(c) 2023 am|dev

(A) :: Hamas pede oposição a intenção israelita de retirar população de Gaza

Hamas pede oposição a intenção israelita de retirar população de Gaza

Ben-Gvir propôs expulsar dois milhões de habitantes de Gaza em sete anos. Katz já defendera o mesmo. Hamas classifica as declarações de "planos extremamente perigosos".

Agência Lusa
text

Acompanhe o nosso liveblog sobre os conflitos internacionais

O movimento islamita palestiniano Hamas exortou esta sexta-feira os países árabes e muçulmanos a oporem-se às recentes declarações de ministros israelitas apelando para se esvaziar a Faixa de Gaza da sua população, transferindo-a para o estrangeiro.

Tais declarações refletem “os planos extremamente perigosos” de Israel para o território palestiniano devastado pela guerra, afirmou o porta-voz do movimento islamita, Hazem Qassem, num comunicado.

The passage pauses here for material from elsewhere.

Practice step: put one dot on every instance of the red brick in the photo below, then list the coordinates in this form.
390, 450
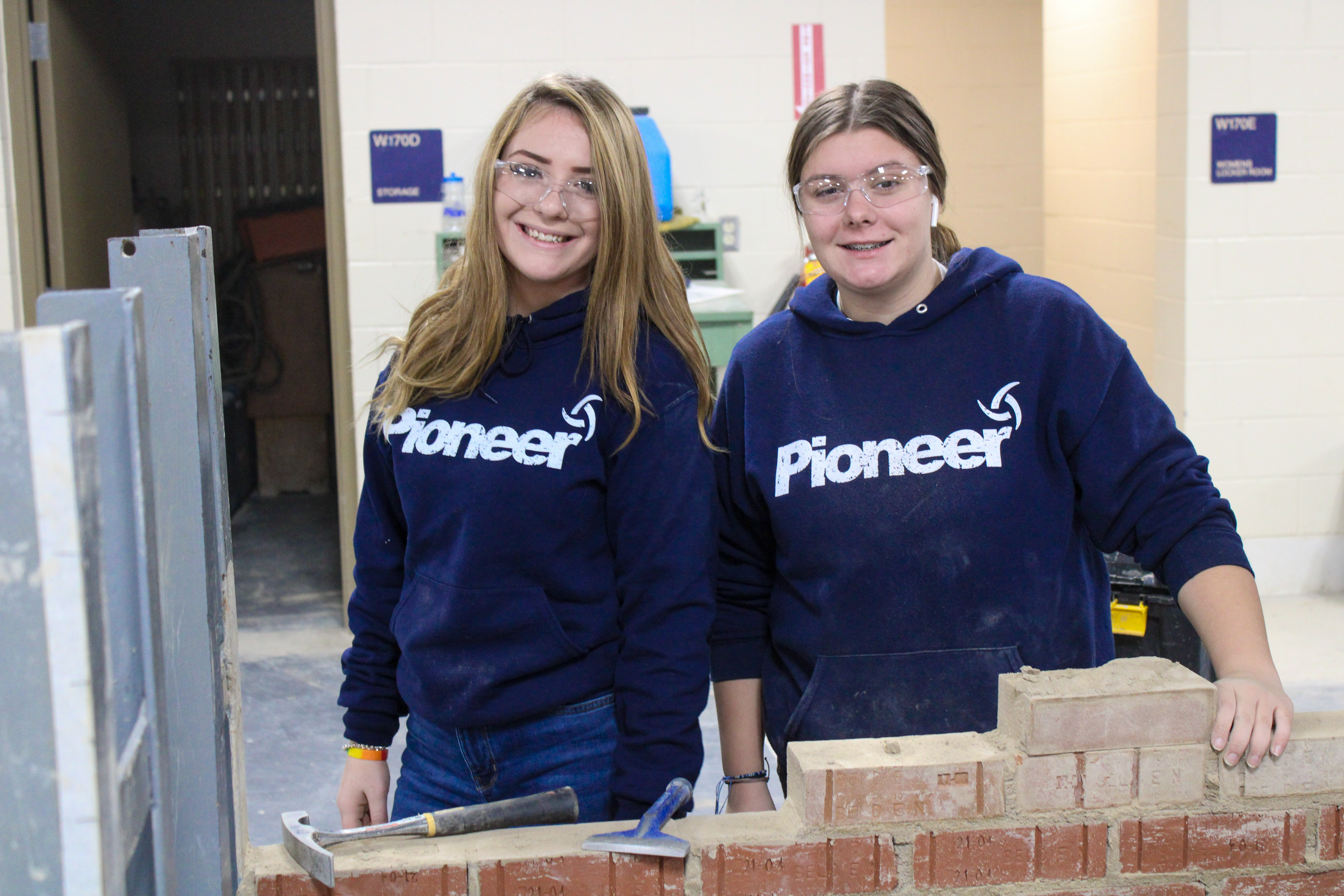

Por esse motivo, apelou aos “países árabes e aos países muçulmanos para agirem de forma determinada e unida para enfrentar esses planos e tomar medidas eficazes para os fazer fracassar”.

Na quinta-feira, o ministro da Segurança Nacional israelita, Itamar Ben-Gvir, apresentou uma proposta, poucas semanas antes das eleições legislativas no país, para expulsar os cerca de dois milhões de habitantes da Faixa de Gaza nos próximos sete anos.

“Devemos incentivar a emigração dos residentes de Gaza”, sustentou, prometendo nomeadamente ajuda financeira aos países que os acolherem.

Na quarta-feira, o ministro da Defesa israelita, Israel Katz, já tinha lançado esta ideia, afirmando que “não há uma verdadeira solução para Gaza sem essa migração” da sua população para o estrangeiro.

Estas posições surgem em plena campanha eleitoral em Israel, um período marcado por uma escalada da retórica hostil aos palestinianos.

Até à data, o Governo israelita não anunciou quaisquer medidas concretas destinadas a transferir os habitantes da Faixa de Gaza para o estrangeiro.

A deslocação forçada de população civil é um crime de guerra à luz do Direito Internacional.

Em Gaza, a maioria dos habitantes já foi várias vezes obrigada a deslocar-se dentro do território pela guerra lançada por Israel a 7 de outubro de 2023, horas depois do ataque sem precedentes do Hamas a território israelita, que fez cerca de 1.200 mortos e 251 reféns.

Desde então, mais de 73.000 pessoas foram mortas pelo Exército israelita na Faixa de Gaza, segundo o Governo do enclave palestiniano, desde 2007 controlado pelo Hamas e cujos números a ONU considera fidedignos.

Dessas, mais de 1.300 foram mortas em ataques das forças israelitas desde a entrada em vigor do cessar-fogo com Israel, a 10 de outubro de 2025.